Washington University School of Medicine researchers consider factors influencing allele-specific expression (ASE) with RNA sequencing and other analyses on mice with different genetic backgrounds and diets, comparing male and female animals in each group. Based on ASE profiles for nearly 2,900 genes assessed in three tissues from mice in several environmental contexts, the team saw tissue and environmental effects on both parent-of-origin-dependent and sequence-dependent ASE events. "Our ASE genes are often enriched in [quantitative trait loci] for metabolic and musculoskeletal traits, highlighting how this orthogonal approach can prioritize candidate genes," the authors write. "Together, our results provide novel insights into how genetic, epigenetic, and environmental mechanisms govern allele-specific expression, which is an essential step towards deciphering the genotype to phenotype map."
Using deep genome sequencing and variant allele frequency patterns, a team from Osaka University and other centers in Japan reconstructs de novo mutation accumulation and related embryonic cell lineage patterns in a mouse model. With their direct method for translating mosaic mutation patterns into embryonic cell lineage clues with deep sequence data generated for multiple mouse tissues, the researchers put together lineage trees leading to germ cells or somatic cells in the adult mice — results they confirmed with genotyping on embryos developed using nuclear transfer experiments. "Our results show a new framework to assess embryonic lineages," they write, noting that the results so far "suggest an evolutionary strategy for preserving heterogeneity owing to postzygotic mutations in offspring."
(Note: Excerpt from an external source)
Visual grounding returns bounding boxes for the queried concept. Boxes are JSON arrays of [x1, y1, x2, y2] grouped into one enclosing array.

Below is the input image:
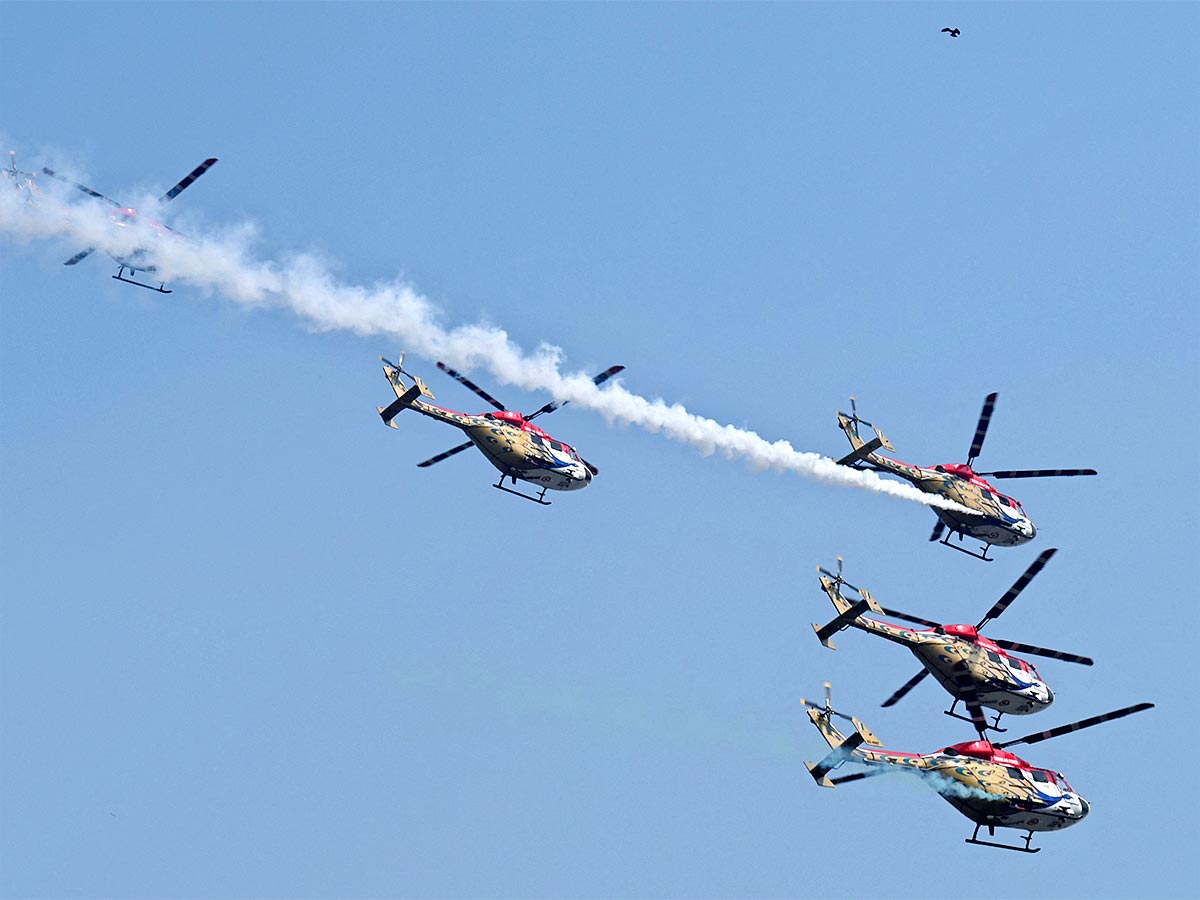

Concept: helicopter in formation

Investigators with the University of California, Santa Cruz, the National Institutes of Health, and Google outline a pedigree-informed approach for finding rare variants. The team's VG-Pedigree workflow is designed to map and call single nucleotide changes and small insertions and deletions — including deleterious variants — with the help of existing pangenome-mapping and trained variant calling methods. Along with analyses of 1000 Genomes Project data, the authors demonstrate that VG-Pedigree could pick up deleterious variants with data from more than a dozen parent-child sets from the Undiagnosed Diseases Program. "All candidate [deleterious variants] that were previously diagnosed using the Mendelian models covered by the previously published methods were recapitulated by these workflows," they report, adding that "results of these experiments indicate that a slightly greater absolute count of [deleterious variants] are detected in the proband population than in their matched unaffected siblings."